Energy Field of Consciousness and Integrity
Humans have evolved to be highly sensitive to context-based cues. From our environment we derive information about what is expected, how we should behave, what relationship this experience has to other experiences. The work environment is generally not designed for collaborative, creative knowledge work, however. “Typical” work environments give the subliminal message that what happens will be “business as usual”.
The environment of the ASE is more than just a background to work within. It informs the participants about the way their work can be done.
Participants respond to the environment. Everything we do, to the tiniest detail, affects behavior, attitude, and mood. Chaos, discomfort, and disconnect happens when we get sloppy with details. A broken toy is a symbol of other disorder that may be in the space. Dry pens are frustrating. On the other hand, a crisp and clean look populated by helpful knowledgeworkers is inviting and productive.

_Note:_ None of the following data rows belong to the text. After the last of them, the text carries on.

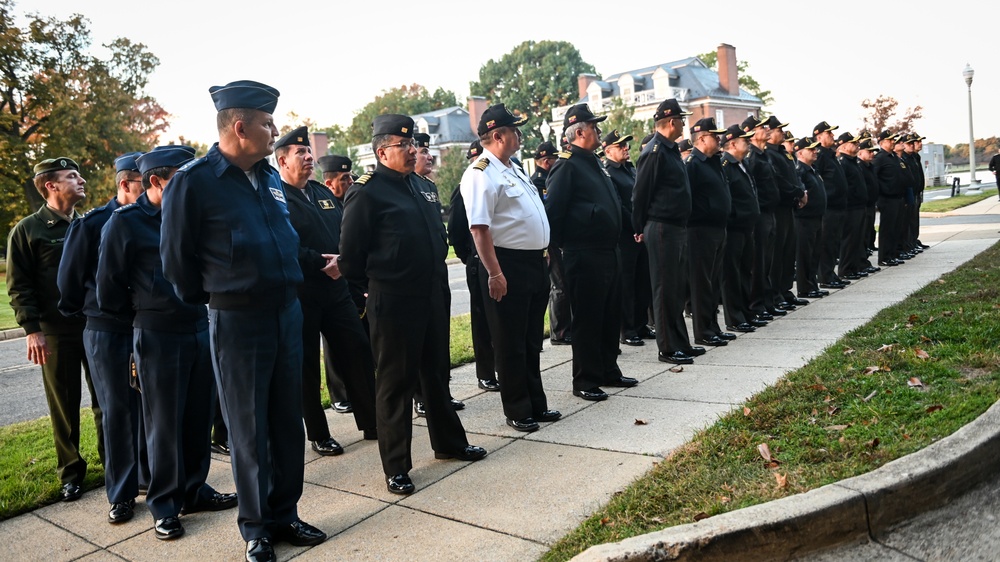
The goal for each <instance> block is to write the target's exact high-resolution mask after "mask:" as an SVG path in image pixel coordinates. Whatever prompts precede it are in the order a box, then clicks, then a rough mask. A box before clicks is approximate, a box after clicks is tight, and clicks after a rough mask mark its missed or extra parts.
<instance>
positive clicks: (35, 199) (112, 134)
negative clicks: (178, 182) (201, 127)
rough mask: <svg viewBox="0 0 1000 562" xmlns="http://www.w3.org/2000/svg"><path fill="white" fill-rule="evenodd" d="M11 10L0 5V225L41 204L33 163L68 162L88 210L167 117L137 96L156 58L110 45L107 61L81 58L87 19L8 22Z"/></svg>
mask: <svg viewBox="0 0 1000 562" xmlns="http://www.w3.org/2000/svg"><path fill="white" fill-rule="evenodd" d="M12 10H13V3H12V1H11V0H0V225H3V226H4V227H5V228H10V227H11V226H12V225H13V224H14V223H15V222H17V220H19V219H20V218H21V217H22V216H24V215H26V214H27V213H29V212H30V211H31V210H33V209H35V208H37V207H39V206H40V205H41V204H42V199H41V196H40V195H39V194H38V192H37V191H36V190H35V187H34V185H33V183H32V178H33V175H34V174H33V170H32V167H33V165H34V164H35V163H37V162H38V161H40V160H43V159H45V158H51V157H54V156H68V157H70V158H73V159H74V160H76V161H77V162H78V163H79V164H80V166H81V168H82V169H81V174H82V175H83V176H84V177H85V178H86V179H87V180H88V185H87V191H88V195H89V197H88V199H89V202H90V204H91V205H95V204H99V203H101V202H103V201H104V200H105V199H106V198H107V197H109V196H110V194H111V193H113V192H114V190H115V188H114V185H113V184H114V182H113V180H112V178H113V177H114V159H115V158H116V157H117V156H118V155H120V154H122V153H124V152H130V151H134V150H148V149H149V148H150V147H151V146H152V145H153V144H155V142H156V140H157V138H158V136H159V134H160V133H161V132H163V131H164V130H165V129H166V127H167V112H166V111H165V110H164V109H163V108H162V107H161V106H160V105H159V104H158V103H157V102H156V100H155V99H153V98H152V97H150V96H148V95H146V94H145V93H144V91H143V90H144V88H145V87H146V82H147V77H148V76H149V75H150V74H151V73H152V72H153V70H154V69H155V68H156V67H157V66H158V65H159V60H158V59H157V58H156V57H155V56H154V55H153V54H152V53H150V52H149V51H147V50H146V47H145V46H144V45H141V44H138V43H132V42H131V41H129V40H128V39H124V38H119V39H116V40H114V41H112V42H111V43H109V44H106V45H104V47H106V48H107V49H108V50H109V51H110V55H109V57H108V58H107V59H106V60H104V59H99V58H97V57H94V56H92V55H90V54H88V53H87V50H88V48H89V47H90V44H91V38H90V30H89V29H88V21H87V20H86V19H85V18H84V17H83V16H81V15H74V16H71V17H70V18H69V19H67V20H59V19H56V18H53V17H48V18H46V17H43V16H41V15H39V14H31V15H29V16H28V17H27V28H26V29H21V28H18V27H16V26H15V25H14V14H13V11H12Z"/></svg>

“Create an institution where people aren’t allowed to be curious, and people won’t be curious.” --Tom Peters, Liberating Management
Details matter. The ASE environment must be one which is designed to support the need to work collaboratively and intelligently and to flex as group needs change. Every aspect of an ASE must be aligned to support this aim. Environmental features that are inconsistent with the whole will subtly undermine the effectiveness of the space.
To that end:
- Ninja stealth KWs. When the environment changes during a report (particularly if the change is silent), a group discussing an issue suddenly receives an article about that issues unasked, or they have artistic help to make their ideas turn that much more real, they are being facilitated by the environment.
- Pens that all face a consistent way in the trays conveys a sense of order, like a clean and orderly woodworking shop.
- The space is magically clean when participants return.
- Disorder spawns disordered thinking.
- Add your own ideas – fresh flowers? Scent? Exercise?
- Added to it is all magic—or perhaps the magic is in the addition of all these things.
Christopher Alexander, The Timeless Way of Building
Christopher Alexander, A Pattern Language
Wilson & Kelling, “Making Neighborhoods Safe”, The Atlantic, February 1989
Irving Goffman, The Presentation of Self in Everyday Life
Edward T. Hall, The Hidden Dimension
Design and facilitate as a team. Do not draw the boundaries between teams so clearly that all we can see is our own part. We all own the environment and the facilitation process.
Refresh the space regularly. Don’t allow broken toys. Move the books around. Keep the kitchen mess behind the scenes. Don’t let stuff pile up. Make it a neat, clean, open space to design. Sloppiness in any form (physical or process) communicates itself to participants.
See the space from the client’s eyes. Every time you walk in, see it for the first time and note what effect it has.
Hear your words as if for the first time. Watch yourself on video as if you were looking at a stranger. Watch others on video.
Iterate, ask for input. Collectively, the krew often has 10 times the facilitator’s experience. Listen to what they have to say.